As the name suggest, JIT locking views a lock as a resource that should not be invested unless and until its necessary, less it be wasted. With JIT locking, the Concourse transaction protocol works as follows:
- Each transaction makes changes in an isolated buffer. When changes are made, the transaction registers itself to be notified of any conflicting commits by other transactions in real-time. At this point, NO locking is done.
- If the transaction is notified about a conflicting commit, it fails immediately and the client is notified. This means that there is generally no locking cost associated with failed transactions.
- If the transaction is never notified of conflicts, it is allowed to commit, at which point it attempts to lock any needed resources. During this process, the transaction may still be notified of conflicting updates or fail to grab a lock it needs (because another transaction is in the process of committing and got to the lock first). In both cases, the transaction fails immediately and the caller is notified. Any locks that were grabbed are released immediately.
- If the transaction grabs all the necessary locks, it takes a backup (for crash recovery purposes) and immediately commits all of its data.
- After the transaction data is committed, the backup is deleted and all the locks are released.
JIT locking offers higher throughput and better performance than classic serializability. It also prevents deadlocks because no locking occurs until a transaction is absolutely sure it can commit without conflict.
In addition to only locking resources until absolutely necessary, Concourse is able to handle high concurrency because locks are incredibly granular. When reading, Concourse grabs a shared lock on only the key in the record you are reading (this is the equivalent of locking a single cell in a relational database table). Concourse only ever locks the entire record If the read touches all the data in the record (i.e. browse(record)).
Shared locks block writers but allow multiple concurrent readers. This means that multiple transactions that read the values for name in record 1 can commit at the same time, but no transaction that writes to name in record 1 can commit until all the readers are done. On the other hand, other transactions are free to write to other records or other keys in record 1 while the values are read from name in record 1.

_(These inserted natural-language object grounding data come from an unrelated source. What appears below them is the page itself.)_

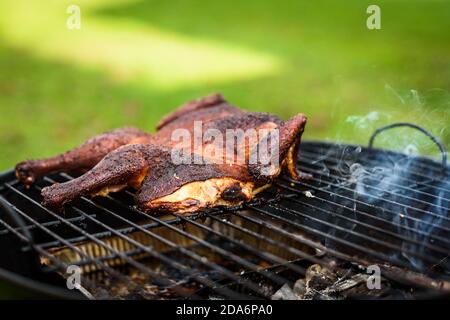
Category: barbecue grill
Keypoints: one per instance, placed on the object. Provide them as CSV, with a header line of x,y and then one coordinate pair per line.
x,y
315,238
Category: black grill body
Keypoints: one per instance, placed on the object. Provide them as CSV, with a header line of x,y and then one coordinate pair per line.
x,y
361,207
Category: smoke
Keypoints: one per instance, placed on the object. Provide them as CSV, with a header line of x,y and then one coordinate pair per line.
x,y
409,196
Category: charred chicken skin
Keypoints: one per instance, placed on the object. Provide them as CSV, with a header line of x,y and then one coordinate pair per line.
x,y
128,157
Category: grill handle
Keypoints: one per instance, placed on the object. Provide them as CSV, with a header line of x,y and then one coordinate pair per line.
x,y
4,207
414,126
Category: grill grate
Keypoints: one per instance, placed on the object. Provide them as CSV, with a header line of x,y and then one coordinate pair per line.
x,y
362,206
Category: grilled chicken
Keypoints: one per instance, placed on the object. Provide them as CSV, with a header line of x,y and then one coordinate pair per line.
x,y
217,174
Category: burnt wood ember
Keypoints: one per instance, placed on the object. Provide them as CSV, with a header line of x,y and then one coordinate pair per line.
x,y
316,238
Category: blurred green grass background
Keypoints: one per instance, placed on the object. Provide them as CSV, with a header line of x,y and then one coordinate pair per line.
x,y
133,61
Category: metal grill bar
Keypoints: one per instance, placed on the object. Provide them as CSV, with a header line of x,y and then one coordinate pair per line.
x,y
334,168
315,157
366,225
156,277
316,172
160,256
284,212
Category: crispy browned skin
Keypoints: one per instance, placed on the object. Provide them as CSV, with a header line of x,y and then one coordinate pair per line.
x,y
148,167
82,158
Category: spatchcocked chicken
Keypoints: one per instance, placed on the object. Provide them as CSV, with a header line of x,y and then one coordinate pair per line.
x,y
205,154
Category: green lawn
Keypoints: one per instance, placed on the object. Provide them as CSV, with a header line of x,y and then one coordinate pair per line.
x,y
134,61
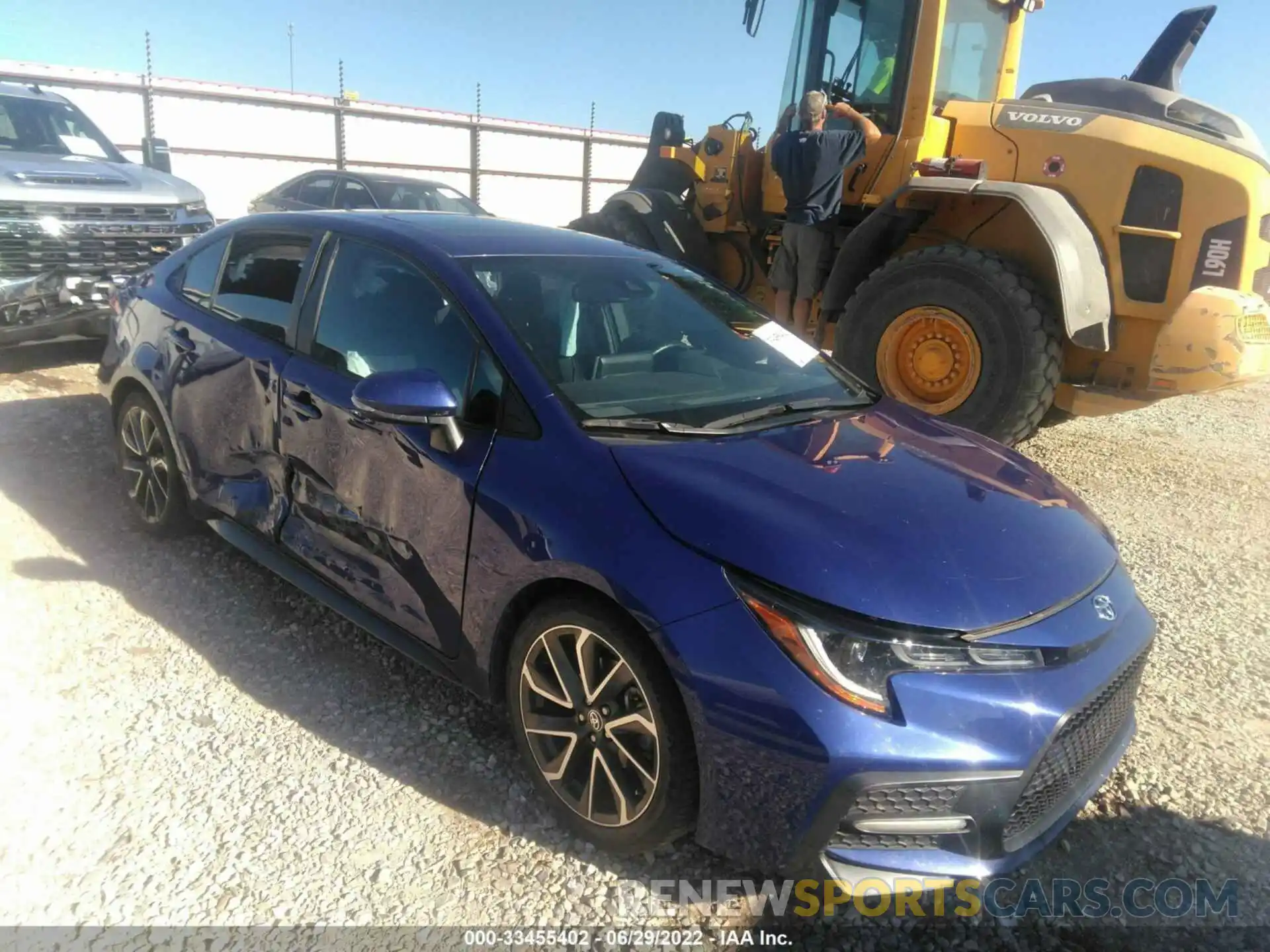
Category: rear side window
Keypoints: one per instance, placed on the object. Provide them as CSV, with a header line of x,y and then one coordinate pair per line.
x,y
291,190
353,194
318,190
201,273
261,280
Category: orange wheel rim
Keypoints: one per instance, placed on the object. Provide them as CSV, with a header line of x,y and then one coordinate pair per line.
x,y
930,358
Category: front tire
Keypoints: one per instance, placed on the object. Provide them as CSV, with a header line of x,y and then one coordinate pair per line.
x,y
601,727
148,465
959,333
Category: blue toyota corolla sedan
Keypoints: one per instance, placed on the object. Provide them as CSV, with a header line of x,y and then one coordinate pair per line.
x,y
716,583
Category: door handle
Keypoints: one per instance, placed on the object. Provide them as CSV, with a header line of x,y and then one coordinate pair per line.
x,y
302,404
855,177
179,339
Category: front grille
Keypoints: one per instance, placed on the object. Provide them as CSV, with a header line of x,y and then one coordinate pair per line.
x,y
907,801
1254,328
853,840
1079,746
33,211
21,257
916,800
67,178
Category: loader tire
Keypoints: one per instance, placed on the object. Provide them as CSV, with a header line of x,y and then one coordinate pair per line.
x,y
960,333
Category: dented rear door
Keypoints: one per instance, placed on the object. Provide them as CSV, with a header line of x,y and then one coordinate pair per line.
x,y
230,335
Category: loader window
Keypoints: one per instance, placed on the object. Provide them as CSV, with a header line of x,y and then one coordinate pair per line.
x,y
857,55
974,44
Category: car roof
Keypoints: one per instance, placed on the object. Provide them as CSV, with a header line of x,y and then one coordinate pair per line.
x,y
375,175
455,234
32,92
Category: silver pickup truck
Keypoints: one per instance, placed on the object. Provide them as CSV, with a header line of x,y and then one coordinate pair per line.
x,y
77,219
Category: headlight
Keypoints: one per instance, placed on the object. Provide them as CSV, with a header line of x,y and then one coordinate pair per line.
x,y
854,656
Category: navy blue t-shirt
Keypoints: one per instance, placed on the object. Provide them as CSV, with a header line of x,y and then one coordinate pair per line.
x,y
810,165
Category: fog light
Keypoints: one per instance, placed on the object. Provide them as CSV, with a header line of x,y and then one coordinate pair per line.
x,y
913,824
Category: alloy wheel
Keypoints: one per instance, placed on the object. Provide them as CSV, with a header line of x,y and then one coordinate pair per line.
x,y
145,463
589,727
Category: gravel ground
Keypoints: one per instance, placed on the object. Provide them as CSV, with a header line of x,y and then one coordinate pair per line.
x,y
192,742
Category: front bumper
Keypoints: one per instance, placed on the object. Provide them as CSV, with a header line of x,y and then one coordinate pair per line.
x,y
786,771
55,305
58,273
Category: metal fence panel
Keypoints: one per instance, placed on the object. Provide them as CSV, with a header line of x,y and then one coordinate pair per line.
x,y
238,141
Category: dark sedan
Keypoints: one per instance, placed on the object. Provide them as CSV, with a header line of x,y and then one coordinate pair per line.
x,y
317,190
716,583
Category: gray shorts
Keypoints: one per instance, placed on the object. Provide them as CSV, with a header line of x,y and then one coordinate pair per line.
x,y
803,259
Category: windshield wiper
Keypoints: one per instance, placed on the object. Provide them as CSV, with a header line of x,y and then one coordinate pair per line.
x,y
794,407
646,424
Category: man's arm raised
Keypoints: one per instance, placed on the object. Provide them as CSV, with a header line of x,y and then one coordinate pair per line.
x,y
845,111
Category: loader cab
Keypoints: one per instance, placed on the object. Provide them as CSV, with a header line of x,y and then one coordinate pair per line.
x,y
900,63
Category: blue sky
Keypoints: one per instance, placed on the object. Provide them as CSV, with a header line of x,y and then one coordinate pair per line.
x,y
546,61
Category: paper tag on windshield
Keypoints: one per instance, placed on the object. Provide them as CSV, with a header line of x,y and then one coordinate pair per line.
x,y
83,145
790,346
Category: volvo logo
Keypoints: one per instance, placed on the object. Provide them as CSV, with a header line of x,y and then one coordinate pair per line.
x,y
1104,607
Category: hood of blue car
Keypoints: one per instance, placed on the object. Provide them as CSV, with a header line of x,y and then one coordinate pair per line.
x,y
888,513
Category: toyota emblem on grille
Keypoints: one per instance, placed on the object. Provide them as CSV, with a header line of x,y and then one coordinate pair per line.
x,y
1104,607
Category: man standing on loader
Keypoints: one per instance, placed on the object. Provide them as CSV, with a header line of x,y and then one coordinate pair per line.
x,y
810,164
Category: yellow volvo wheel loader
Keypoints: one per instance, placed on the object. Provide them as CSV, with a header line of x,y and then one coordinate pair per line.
x,y
1093,245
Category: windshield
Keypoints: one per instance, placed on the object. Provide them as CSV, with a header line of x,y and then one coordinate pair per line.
x,y
422,197
974,44
650,339
51,127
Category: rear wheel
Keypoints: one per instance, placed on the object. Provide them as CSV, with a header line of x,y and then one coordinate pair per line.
x,y
960,333
601,727
148,463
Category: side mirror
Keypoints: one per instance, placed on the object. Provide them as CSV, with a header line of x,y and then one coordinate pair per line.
x,y
417,397
155,155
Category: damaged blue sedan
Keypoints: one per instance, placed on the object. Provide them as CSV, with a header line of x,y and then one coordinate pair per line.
x,y
714,582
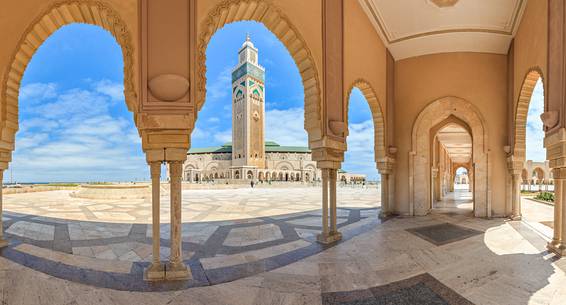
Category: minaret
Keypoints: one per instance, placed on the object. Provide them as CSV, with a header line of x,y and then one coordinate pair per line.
x,y
248,109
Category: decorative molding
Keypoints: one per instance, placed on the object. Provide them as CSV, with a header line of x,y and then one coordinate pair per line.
x,y
390,40
50,20
267,13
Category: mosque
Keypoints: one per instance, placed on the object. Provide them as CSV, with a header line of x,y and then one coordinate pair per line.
x,y
249,156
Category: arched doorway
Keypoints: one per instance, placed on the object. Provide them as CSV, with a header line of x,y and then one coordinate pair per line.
x,y
443,115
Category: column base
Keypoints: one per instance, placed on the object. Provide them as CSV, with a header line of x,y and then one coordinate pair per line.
x,y
332,237
177,272
557,248
155,272
515,217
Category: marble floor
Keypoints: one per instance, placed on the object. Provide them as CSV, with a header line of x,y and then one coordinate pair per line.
x,y
502,262
227,233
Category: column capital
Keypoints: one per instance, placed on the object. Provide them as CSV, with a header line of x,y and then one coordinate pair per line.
x,y
515,163
327,157
385,165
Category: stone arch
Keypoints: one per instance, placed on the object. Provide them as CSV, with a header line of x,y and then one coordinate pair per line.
x,y
376,113
521,112
419,162
267,13
284,165
50,20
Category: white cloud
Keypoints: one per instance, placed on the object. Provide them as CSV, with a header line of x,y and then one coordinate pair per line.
x,y
359,157
286,127
37,92
223,136
199,133
74,136
535,133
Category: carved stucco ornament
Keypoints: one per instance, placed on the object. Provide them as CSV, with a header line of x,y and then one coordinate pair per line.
x,y
169,87
337,127
549,118
444,3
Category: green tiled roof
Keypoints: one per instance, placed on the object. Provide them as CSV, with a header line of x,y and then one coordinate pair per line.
x,y
270,146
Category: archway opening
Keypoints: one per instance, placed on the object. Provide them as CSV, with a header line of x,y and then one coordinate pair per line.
x,y
451,156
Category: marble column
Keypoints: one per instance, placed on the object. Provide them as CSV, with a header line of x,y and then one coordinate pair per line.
x,y
156,271
176,269
332,181
3,242
329,232
323,236
516,196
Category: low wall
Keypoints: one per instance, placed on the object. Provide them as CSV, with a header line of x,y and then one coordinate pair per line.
x,y
35,188
113,191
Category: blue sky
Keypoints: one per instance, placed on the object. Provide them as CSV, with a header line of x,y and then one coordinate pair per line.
x,y
535,133
74,124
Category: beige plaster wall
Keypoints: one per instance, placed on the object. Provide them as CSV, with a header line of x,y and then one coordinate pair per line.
x,y
530,44
364,54
476,77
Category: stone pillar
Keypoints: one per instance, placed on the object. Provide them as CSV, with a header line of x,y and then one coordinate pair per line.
x,y
333,210
156,271
385,169
516,195
558,243
329,232
3,242
324,235
176,269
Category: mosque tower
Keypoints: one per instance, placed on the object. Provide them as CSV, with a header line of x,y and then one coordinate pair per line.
x,y
248,109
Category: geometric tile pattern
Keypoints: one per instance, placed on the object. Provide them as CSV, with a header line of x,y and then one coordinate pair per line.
x,y
420,289
444,233
217,251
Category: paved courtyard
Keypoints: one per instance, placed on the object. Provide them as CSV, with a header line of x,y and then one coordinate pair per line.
x,y
227,233
447,257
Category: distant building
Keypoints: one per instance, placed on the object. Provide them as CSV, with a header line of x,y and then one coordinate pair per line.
x,y
249,156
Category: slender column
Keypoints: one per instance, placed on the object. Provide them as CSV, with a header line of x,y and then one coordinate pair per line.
x,y
557,244
3,242
516,199
156,270
385,211
176,269
324,234
332,177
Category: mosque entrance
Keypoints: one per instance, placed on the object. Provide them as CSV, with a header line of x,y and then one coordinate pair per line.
x,y
449,134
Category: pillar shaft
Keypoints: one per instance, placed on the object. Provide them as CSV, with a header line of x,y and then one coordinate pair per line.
x,y
516,199
385,211
156,270
155,168
176,269
325,173
3,242
175,196
332,177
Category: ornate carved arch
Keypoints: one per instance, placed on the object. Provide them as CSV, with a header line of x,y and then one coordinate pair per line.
x,y
267,13
376,112
522,110
50,20
419,159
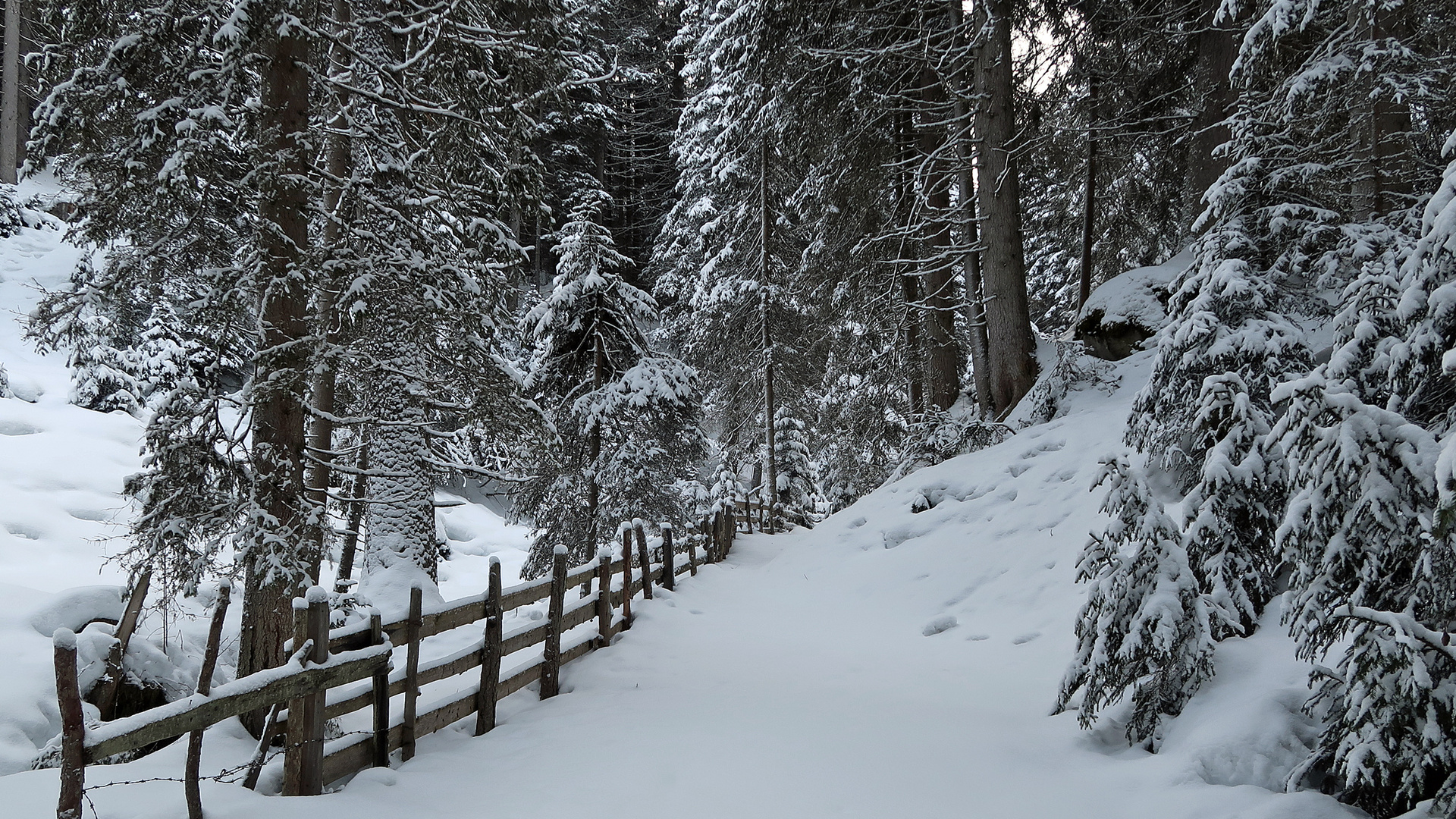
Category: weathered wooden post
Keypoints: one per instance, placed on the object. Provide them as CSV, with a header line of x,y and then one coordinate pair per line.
x,y
626,575
603,598
118,651
644,557
692,556
413,626
491,656
73,726
204,684
376,634
551,654
669,579
303,763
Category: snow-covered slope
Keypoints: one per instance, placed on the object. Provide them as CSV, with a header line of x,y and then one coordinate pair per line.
x,y
887,664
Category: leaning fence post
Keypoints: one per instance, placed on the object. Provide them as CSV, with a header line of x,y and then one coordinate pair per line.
x,y
303,761
551,654
118,649
413,627
294,730
204,684
603,596
626,575
491,656
376,632
644,557
692,556
73,726
669,579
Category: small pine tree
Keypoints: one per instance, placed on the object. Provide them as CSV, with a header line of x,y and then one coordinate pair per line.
x,y
161,360
101,373
795,472
1145,627
1235,507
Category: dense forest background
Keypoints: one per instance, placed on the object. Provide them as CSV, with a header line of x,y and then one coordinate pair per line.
x,y
623,259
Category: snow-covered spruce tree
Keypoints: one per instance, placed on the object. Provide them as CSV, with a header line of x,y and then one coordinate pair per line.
x,y
161,359
626,416
1365,528
101,373
795,474
1145,629
1235,506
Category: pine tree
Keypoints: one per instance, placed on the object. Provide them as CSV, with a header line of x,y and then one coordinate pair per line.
x,y
1145,629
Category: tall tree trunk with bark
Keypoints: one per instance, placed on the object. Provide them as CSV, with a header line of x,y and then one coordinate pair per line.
x,y
273,566
325,373
770,482
11,93
970,237
1216,50
935,268
1012,365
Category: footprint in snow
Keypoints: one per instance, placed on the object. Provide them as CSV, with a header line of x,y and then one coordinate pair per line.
x,y
940,624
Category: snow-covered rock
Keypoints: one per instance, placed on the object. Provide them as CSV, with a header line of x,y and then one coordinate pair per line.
x,y
1128,309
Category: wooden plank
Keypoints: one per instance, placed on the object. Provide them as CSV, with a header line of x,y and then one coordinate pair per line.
x,y
491,662
625,602
191,786
551,654
73,727
413,672
644,560
379,695
239,697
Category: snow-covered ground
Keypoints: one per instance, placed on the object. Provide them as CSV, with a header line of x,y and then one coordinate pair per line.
x,y
887,664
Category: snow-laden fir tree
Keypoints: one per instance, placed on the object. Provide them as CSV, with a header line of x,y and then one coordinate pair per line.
x,y
1145,629
794,469
626,416
1365,526
101,373
1235,506
161,359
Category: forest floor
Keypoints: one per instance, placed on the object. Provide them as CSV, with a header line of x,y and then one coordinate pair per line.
x,y
887,664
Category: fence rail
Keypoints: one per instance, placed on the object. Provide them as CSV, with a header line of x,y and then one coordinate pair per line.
x,y
316,682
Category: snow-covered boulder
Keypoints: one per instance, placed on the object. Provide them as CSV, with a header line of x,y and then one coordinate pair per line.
x,y
1128,309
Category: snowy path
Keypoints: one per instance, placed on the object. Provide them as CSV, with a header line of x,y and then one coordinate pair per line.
x,y
886,665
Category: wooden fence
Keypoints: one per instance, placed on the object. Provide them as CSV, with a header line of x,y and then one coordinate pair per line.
x,y
325,678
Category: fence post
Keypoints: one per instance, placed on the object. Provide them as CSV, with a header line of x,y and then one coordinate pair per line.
x,y
73,726
626,575
413,626
204,684
376,632
294,729
551,654
692,556
118,649
491,657
603,598
644,557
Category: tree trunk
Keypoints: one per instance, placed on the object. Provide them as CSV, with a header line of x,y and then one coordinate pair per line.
x,y
1088,200
325,375
909,283
1381,126
11,93
1012,365
944,372
770,480
273,566
1216,50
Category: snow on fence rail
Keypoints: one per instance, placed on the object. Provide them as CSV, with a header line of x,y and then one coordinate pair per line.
x,y
309,682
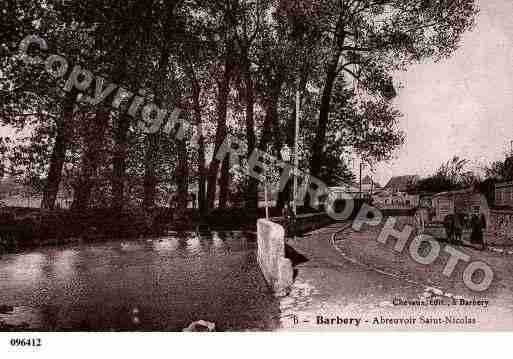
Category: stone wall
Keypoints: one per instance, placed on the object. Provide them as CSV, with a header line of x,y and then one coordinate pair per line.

When writing, Concourse grabs an exclusive lock on the key in the record to which you are writing (this is the equivalent of locking a single cell in a relational database table) . Exclusive locks block both readers and other writers. But, since these locks are granular, other transactions are free to commit reads from or writes to other records or other keys in the same record concurrently.
When performing a find query, Concourse grabs a range lock on the values and potential values that could be included in the query. Range locks are shared, so they allow concurrent readers within the range, but they block writers.
For example, consider the age key which has the following values in each of the specified records:
Record | Value
1 | 15
2 | 18
3 | 21
4 | 23
5 | 27
6 | 32
7 | 49
8 | 55
9 | 70
10 | 70
If you were to do find(“age”, Operator.GREATER_THAN, 17) Concourse would grab a range lock that prevents other transactions from committing writes with values that are greater than 17 to the age key (i.e. you wouldn’t be able to do add(“age”, 50, 100)) until the transaction was done committing. If you were to change the query to find(“age”, Operator.BETWEEN, 17, 34) then the range lock would only block writers trying to write to the age key if the values they were writing fell between 17 and 34. That means another transaction could simultaneously commit a write with a value of 50 to the key.